Bot is unfollowing people that do follow me back.
vmunich opened this issue · 10 comments
Hi,
First of all, thank you for making this available to everyone! It's great!
My problem is, when I use the auto_unfollow_nonfollowers() function on an account that has around 20k followers, it unfollows people that do follow me back.
Researching online, I found this: https://stackoverflow.com/questions/18799023/php-twitter-bot-to-follow-unfollow-using-api-version-1-1-and-cursors
Has anyone had this same problem?
That's interesting! I never looked at this except when I was far below 5,000 followers. Now I have to wonder how many people I've unfollowed on accident...
I've confirmed that these calls do indeed only return 5,000 users at a time. Filed this as a bug.
I've started hacking at the code a bit and found a solution, but unfortunately it doesn't seem to scale. I basically work through the cursors to build up a list of all of the user's followers and who they're following. In my case, that's ~40k IDs in both sets, which is about 16 API calls just to populate these lists. As you can imagine, I hit the Twitter API rate limit pretty quick by testing that. And I didn't even do any following/favoriting/etc.
def auto_unfollow_nonfollowers():
"""
Unfollows everyone who hasn't followed you back
"""
# create a list of all users that the user is following and followed by
# necessary to use cursors if the user has >5,000 followers or following
followers_status = t.followers.ids(screen_name=TWITTER_HANDLE)
followers = set(followers_status["ids"])
next_cursor = followers_status["next_cursor"]
while next_cursor != 0:
followers_status = t.followers.ids(screen_name=TWITTER_HANDLE, cursor=next_cursor)
followers.update(followers_status["ids"])
next_cursor = followers_status["next_cursor"]
following_status = t.friends.ids(screen_name=TWITTER_HANDLE)
following = set(following_status["ids"])
next_cursor = following_status["next_cursor"]
while next_cursor != 0:
following_status = t.friends.ids(screen_name=TWITTER_HANDLE, cursor=next_cursor)
following.update(following_status["ids"])
next_cursor = following_status["next_cursor"]
# ... rest of the code goes here
Perhaps a more scalable solution is to store the IDs locally and have a one-time "setup" function that users have to call to populate these lists. But that won't be a perfect solution because any follow/unfollow not done through the bot won't be recorded in the list. Furthermore, if anyone unfollows them after the setup, that also won't be reflected in the local list.
In the meantime, I advise against using the auto unfollow functionality if you have over 5,000 followers.
I do it on the regular honestly. twitter doesnt limit me and i have accounts with 40k followers.
Hi Randy,
I see that there is a 15 API calls per 15 minutes window limit. If you delay each API call that populates the list of people that don't follow you back, would twitter still block you?

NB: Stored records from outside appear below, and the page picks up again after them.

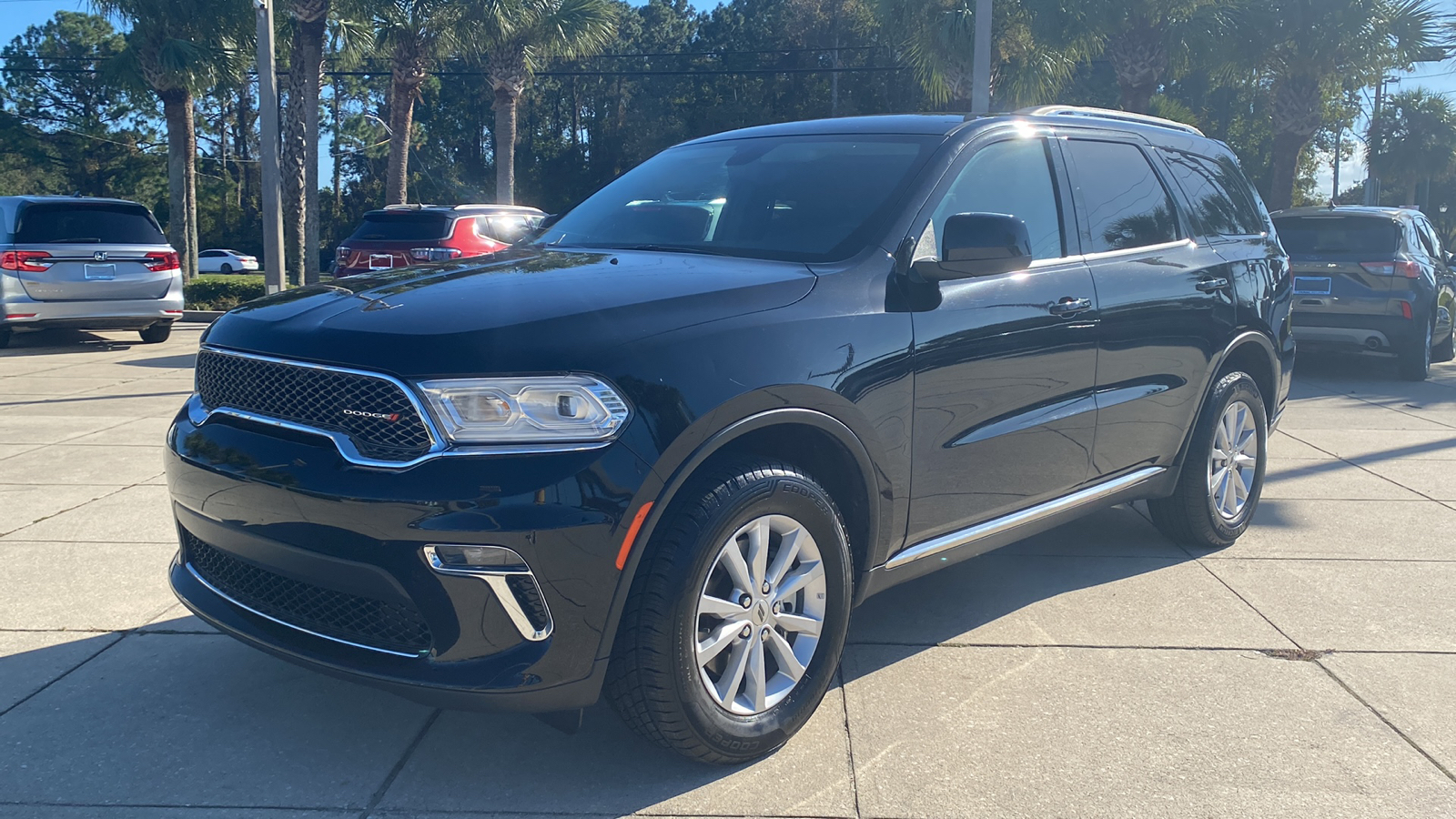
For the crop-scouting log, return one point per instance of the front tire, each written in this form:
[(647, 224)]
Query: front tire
[(737, 617), (1223, 475)]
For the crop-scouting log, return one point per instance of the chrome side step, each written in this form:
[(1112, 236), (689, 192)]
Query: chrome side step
[(990, 528)]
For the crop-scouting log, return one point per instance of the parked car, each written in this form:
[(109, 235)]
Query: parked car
[(225, 261), (1370, 280), (87, 264), (662, 452), (405, 235)]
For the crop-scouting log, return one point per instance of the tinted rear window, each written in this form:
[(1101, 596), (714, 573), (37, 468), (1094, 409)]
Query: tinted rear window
[(402, 228), (1337, 235), (87, 223)]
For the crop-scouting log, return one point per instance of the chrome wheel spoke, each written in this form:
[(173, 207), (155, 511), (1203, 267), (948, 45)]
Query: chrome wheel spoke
[(718, 606), (732, 681), (756, 682), (717, 640), (801, 624), (784, 653), (788, 551), (798, 579)]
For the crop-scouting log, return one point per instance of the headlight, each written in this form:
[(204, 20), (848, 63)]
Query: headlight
[(529, 410)]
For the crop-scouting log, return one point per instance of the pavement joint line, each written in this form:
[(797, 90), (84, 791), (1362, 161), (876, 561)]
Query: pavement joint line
[(58, 678), (1368, 472), (849, 738), (1388, 723), (399, 765)]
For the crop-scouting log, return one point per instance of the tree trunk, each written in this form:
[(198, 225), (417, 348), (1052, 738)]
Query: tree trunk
[(1296, 121), (1139, 57), (174, 106), (400, 120), (504, 146)]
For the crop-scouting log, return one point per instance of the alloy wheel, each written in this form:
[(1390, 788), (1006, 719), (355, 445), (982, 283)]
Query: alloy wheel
[(761, 614), (1234, 460)]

So for example, the function would grab all the cursors/pages until it hits the API limit, wait for 15 minutes, then continue the process.
Another option would be use multiple Twitter Apps/API Keys and switch among them, but I don't think this is a good idea.
What do you think?
Randy,
Please take a look on this:
bear/python-twitter#71
More precisely, the last comment. I will play with that tonight and see what I can get.
@vmunich, please let me know if you have any luck with that method! It seems promising.
Still a standing issue. Haven't had time to dedicate to this bot.
Finally got around to fixing this issue. Cursors ended up being the key to fixing it - now the bot can properly look up all of an accounts follows/followers. However, due to API rate limits, follows/followers now have to be cached locally. I recommend running the new sync_follows()
method daily to ensure that the bot is working on a relatively up-to-date cache.